Acres of white pastures rolled away from the road on either side, bracketed by four-rail fencing. Beneath a huge old tree, a dozen horses stood, their big butts turned into the wind.

Mikaela touched the smoked-glass windows. “Hi, babies,” she murmured to the horses. “I missed you.”

At last the house came into view; it was a beautiful log structure set against the serrated black mountains. White icicle Christmas lights hung from the eaves and made the house look like a princess’s castle.

The car pulled up in front of the house and stopped. The driver—Julian could never remember his name—hurried around to their door.

“Thank you,” she said to the young man as she got out.

Julian realized that not once in all these weeks had he offered the driver those simple words. He got out of the car and stood beside Kayla. She shivered with cold and he put an arm around her.

“It’s beautiful, isn’t it?” she said, speaking of the house.

He looked down at her, only her. “The most beautiful thing I’ve ever seen.”

The driver got back into the car and shut the door, giving them privacy.

Kayla turned to him. “Come in with me, Jules. Meet your daughter.”

He saw the sorrow in her eyes, and he knew that she understood what hadn’t yet been said. Still, as always, she expected the best of him. It was, he knew now, one of the things he loved most about her. In all the world, she was the only one who had ever wanted him to reach for the man he could be.

He hated to hurt her again, to remind her of the painful truth. “You know I can’t.”

“Oh, Julian …” She said his name on a sigh of disappointment, a sound more intimate and knowing than any kiss they ever shared.

“If I walked through those doors, it would be a lie. We both know that. I don’t want to do to Jacey what I did to you.”

She looked at him and tried to smile.

It broke his heart, that soft realization in her beautiful eyes. “Tell me you’ll always love me,” he whispered.

She touched his cheek. In the coldness, her touch was a brand that burned his flesh. “I’ll always love who we were.”

He felt and heard the continent that lay between his question and her answer. He knew as certainly as he’d ever known anything that this time he would miss her forever. When his fans had died and the women no longer followed him, he would sit in a leather chair in his lonely house and dream of this woman who had once and truly loved him.

He reached down for her left hand. The plain gold band glittered in the pale glow of the limo’s headlights. “Do you still have the wedding ring I gave you?”

“Of course.”

“Give it to Jacey. Tell her …”

“What, Jules?”

“Tell her that out here, somewhere, is a man who wishes he were different.”

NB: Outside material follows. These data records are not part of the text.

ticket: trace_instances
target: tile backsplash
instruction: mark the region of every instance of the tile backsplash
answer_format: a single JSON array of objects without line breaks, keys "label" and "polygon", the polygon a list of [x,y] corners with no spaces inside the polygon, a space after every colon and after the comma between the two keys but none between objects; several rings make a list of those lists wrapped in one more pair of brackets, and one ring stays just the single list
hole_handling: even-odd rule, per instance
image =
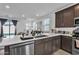
[{"label": "tile backsplash", "polygon": [[55,32],[63,34],[72,34],[75,27],[72,28],[54,28]]}]

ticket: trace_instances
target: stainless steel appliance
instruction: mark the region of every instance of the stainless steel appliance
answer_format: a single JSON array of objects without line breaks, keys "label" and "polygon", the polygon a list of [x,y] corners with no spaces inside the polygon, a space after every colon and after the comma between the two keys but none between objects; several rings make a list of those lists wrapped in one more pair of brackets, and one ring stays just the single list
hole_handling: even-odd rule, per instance
[{"label": "stainless steel appliance", "polygon": [[72,39],[72,54],[79,55],[79,48],[76,47],[76,40],[79,40],[79,28],[76,28],[73,31],[73,39]]}]

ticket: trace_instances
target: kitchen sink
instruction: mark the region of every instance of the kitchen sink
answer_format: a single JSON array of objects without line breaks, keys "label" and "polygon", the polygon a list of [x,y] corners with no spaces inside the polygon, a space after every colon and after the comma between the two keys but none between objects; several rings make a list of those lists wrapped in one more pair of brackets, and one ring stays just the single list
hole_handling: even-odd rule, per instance
[{"label": "kitchen sink", "polygon": [[21,40],[29,40],[29,39],[33,39],[33,38],[40,38],[40,37],[46,37],[47,35],[37,35],[37,36],[32,36],[32,37],[20,37]]},{"label": "kitchen sink", "polygon": [[21,40],[29,40],[29,39],[33,39],[33,37],[20,37]]},{"label": "kitchen sink", "polygon": [[35,36],[35,38],[40,38],[40,37],[46,37],[47,35],[38,35],[38,36]]}]

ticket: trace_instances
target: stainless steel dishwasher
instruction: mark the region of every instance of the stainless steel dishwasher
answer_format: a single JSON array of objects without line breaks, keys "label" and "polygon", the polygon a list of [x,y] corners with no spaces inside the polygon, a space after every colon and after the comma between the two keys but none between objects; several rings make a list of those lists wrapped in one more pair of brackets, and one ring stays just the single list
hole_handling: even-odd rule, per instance
[{"label": "stainless steel dishwasher", "polygon": [[34,41],[8,46],[6,55],[34,55]]}]

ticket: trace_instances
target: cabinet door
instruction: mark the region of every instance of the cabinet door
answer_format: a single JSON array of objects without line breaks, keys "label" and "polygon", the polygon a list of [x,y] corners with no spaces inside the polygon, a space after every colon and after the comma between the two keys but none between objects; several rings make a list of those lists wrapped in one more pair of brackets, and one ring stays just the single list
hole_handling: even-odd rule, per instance
[{"label": "cabinet door", "polygon": [[62,12],[57,12],[56,13],[56,27],[63,27],[64,23],[63,23],[63,13]]},{"label": "cabinet door", "polygon": [[72,53],[72,38],[71,37],[62,37],[62,49]]},{"label": "cabinet door", "polygon": [[60,36],[55,37],[56,51],[60,49],[60,44],[61,44]]},{"label": "cabinet door", "polygon": [[44,53],[45,54],[52,54],[52,39],[51,38],[47,38],[48,41],[45,42],[44,45]]},{"label": "cabinet door", "polygon": [[63,23],[64,23],[64,27],[74,26],[74,8],[73,7],[64,10]]},{"label": "cabinet door", "polygon": [[43,55],[44,54],[44,43],[40,42],[34,45],[34,54]]},{"label": "cabinet door", "polygon": [[77,4],[76,6],[74,6],[75,8],[75,17],[79,17],[79,4]]}]

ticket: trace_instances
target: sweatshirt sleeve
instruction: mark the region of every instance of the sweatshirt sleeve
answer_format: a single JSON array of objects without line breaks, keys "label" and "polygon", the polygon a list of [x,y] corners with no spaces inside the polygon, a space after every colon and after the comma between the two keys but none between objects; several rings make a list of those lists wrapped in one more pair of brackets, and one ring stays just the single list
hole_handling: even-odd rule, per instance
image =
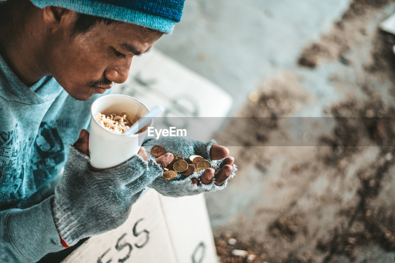
[{"label": "sweatshirt sleeve", "polygon": [[52,216],[53,198],[28,209],[0,212],[0,262],[35,262],[64,248]]}]

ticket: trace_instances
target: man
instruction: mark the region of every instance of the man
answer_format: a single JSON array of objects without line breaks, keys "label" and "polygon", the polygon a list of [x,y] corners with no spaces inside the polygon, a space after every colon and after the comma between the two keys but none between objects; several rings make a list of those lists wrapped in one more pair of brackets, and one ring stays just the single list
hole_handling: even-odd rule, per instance
[{"label": "man", "polygon": [[[116,228],[147,186],[172,196],[226,186],[233,159],[213,140],[146,140],[124,163],[89,166],[90,105],[126,80],[134,56],[171,32],[183,0],[0,2],[0,261],[37,261]],[[156,145],[222,160],[216,171],[166,181],[162,167],[173,157],[154,160],[147,152]],[[37,193],[64,165],[55,193],[42,200]]]}]

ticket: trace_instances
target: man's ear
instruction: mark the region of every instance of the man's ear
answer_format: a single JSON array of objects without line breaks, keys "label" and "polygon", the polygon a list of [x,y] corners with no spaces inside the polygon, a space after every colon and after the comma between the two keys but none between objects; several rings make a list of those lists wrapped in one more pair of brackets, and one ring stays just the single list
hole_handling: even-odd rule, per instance
[{"label": "man's ear", "polygon": [[43,8],[44,23],[53,30],[56,30],[62,21],[62,18],[70,15],[70,10],[57,6],[48,6]]}]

“Be different, Jules. Come in with me. You know Liam, he’ll make a place for you.”

“Liam’s not the problem. I wish …” He couldn’t say it.

“What do you wish?”

Somewhere a branch snapped in the breeze, and it sounded dangerously like the breaking of his own brittle heart. “I wish I could love you the way he does.”

He didn’t want her to answer, so he pulled her into his arms and kissed her for the last time. “Goodbye … Mikaela.”

She turned away from him and limped through the snow. One last time, she stopped at looked at him. “Good-bye, Julian True.” It was spoken so softly, he wondered later if he’d imagined it.